Well you should have been 100 miles from the nearest dealer, tire station, wrecker service or any other form or help and your experience would have been completely different. Not everybody lives within driving distance home. I hate the damn things and will never buy another car with them as long as I live.
I have a 530 and last night had my fourth blowout in 13 months, all from unseen potholes. Not having a spare or even a doughnut can put you in a dangerous position, not to mention the absurd cost of replacing these tires. I was going to call BMW but after seeing these other posts I won't even waste my time
Great article and advice. I have had three vehicles with run flat tires. With great fortune, never had a flat.
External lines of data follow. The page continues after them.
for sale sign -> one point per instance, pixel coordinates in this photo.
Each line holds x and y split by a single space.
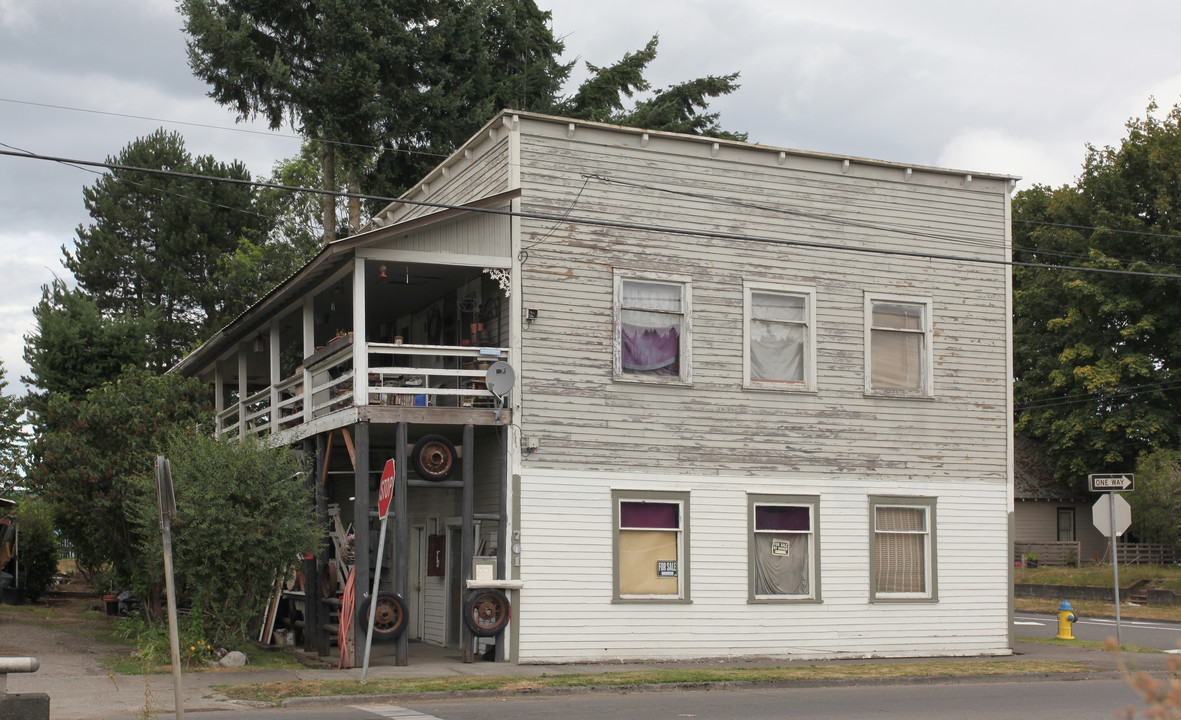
385 493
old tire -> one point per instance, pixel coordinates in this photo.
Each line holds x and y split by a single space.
487 612
434 458
389 617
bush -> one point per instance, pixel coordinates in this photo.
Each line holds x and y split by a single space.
38 562
245 515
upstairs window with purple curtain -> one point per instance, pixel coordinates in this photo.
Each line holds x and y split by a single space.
652 318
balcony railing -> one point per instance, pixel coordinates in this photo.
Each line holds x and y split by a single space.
410 375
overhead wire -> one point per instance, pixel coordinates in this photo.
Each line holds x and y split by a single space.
624 226
154 189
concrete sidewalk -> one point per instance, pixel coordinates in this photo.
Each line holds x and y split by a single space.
78 693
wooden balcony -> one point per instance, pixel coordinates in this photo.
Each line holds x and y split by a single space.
404 383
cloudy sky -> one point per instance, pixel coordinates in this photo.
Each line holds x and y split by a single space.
1006 86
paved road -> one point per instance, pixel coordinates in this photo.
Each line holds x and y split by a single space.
1144 633
1076 700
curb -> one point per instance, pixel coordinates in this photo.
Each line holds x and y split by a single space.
712 686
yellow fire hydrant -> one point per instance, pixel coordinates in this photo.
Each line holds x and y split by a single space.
1065 616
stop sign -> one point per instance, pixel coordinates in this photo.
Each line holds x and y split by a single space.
385 490
1101 515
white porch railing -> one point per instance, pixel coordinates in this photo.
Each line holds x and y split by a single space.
417 375
431 375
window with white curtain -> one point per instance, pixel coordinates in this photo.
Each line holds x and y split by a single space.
783 548
652 329
651 548
902 535
898 353
780 339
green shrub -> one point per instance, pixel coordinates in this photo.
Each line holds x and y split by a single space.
245 514
39 555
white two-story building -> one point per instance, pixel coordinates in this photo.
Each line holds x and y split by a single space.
758 400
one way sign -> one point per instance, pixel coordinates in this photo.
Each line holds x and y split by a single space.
1111 483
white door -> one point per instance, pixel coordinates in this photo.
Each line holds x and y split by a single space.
415 607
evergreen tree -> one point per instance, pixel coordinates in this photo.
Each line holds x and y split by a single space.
155 242
415 79
92 453
74 347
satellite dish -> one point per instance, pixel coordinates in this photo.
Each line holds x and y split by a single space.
500 378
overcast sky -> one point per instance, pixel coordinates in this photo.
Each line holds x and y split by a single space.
1007 86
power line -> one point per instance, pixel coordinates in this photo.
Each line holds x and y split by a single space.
615 224
163 190
223 128
1146 233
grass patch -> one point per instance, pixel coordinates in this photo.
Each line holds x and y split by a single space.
1167 577
276 692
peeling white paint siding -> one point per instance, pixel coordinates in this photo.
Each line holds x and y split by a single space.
719 442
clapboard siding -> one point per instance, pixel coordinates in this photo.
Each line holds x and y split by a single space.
566 522
586 419
487 172
476 234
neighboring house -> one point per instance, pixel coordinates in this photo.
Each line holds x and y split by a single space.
1049 511
762 400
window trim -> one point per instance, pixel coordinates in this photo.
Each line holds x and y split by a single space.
686 327
1074 523
930 550
784 501
926 388
809 294
683 554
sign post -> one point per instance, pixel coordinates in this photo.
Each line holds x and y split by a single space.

But sadly any tire I replaced only lasted, nominally 30k miles. I plan to replace my BMW X3 with great regular tires. I agree, the math makes absolutely no sense to buy run flat tires, even if you don’t have a spare. Some of your options with regular tires and without a spare include, 1. Call a tow truck have car towed and tire repaired. Cost $200. I have towing free of charge with $2 premium on my insurance. You can add this anytime to your premium. 2. Carry a can of temporary flat repair and drive to garage to have flat fixed. Cost $60. 3. Drive with flat and with hazards on for a very short distance, destroy tire and replace. Be cautious doing this as it is dangerous and you may damage your rim. So do give great consideration to doing this. I would not do it unless it is only a simply puncture. Cost $250. Given these options, your cost will always be less then $300 to replace a run flat as they absolutely cannot be repaired no matter what anyone tells you. I choose option 2 and will carry two cans of best rated temporary flat repair.
Cans of tire sealant are useless if you put a large gash on the tread surface of the tire. The run flats on my 2015 Mercedes did what they are supposed to do. When my incident happened I was traveling about 50 mph when a warning from the TPMS sensor alerted me that my left rear tire had zero pressure. If I didn't see the warning I would have never known I had an issue. Drop another 10 miles home without any loss of control. I'm 75 and the thought that I could get safely home without any incident was not only reassuring but worth the price of these tires.
Run flats saved my ass in Manhattan on he FDR drive. Period.
Glad you are OK Jasper. Tell us more about how run flats helped you and why a conventional low profile tire would have caused you some problems.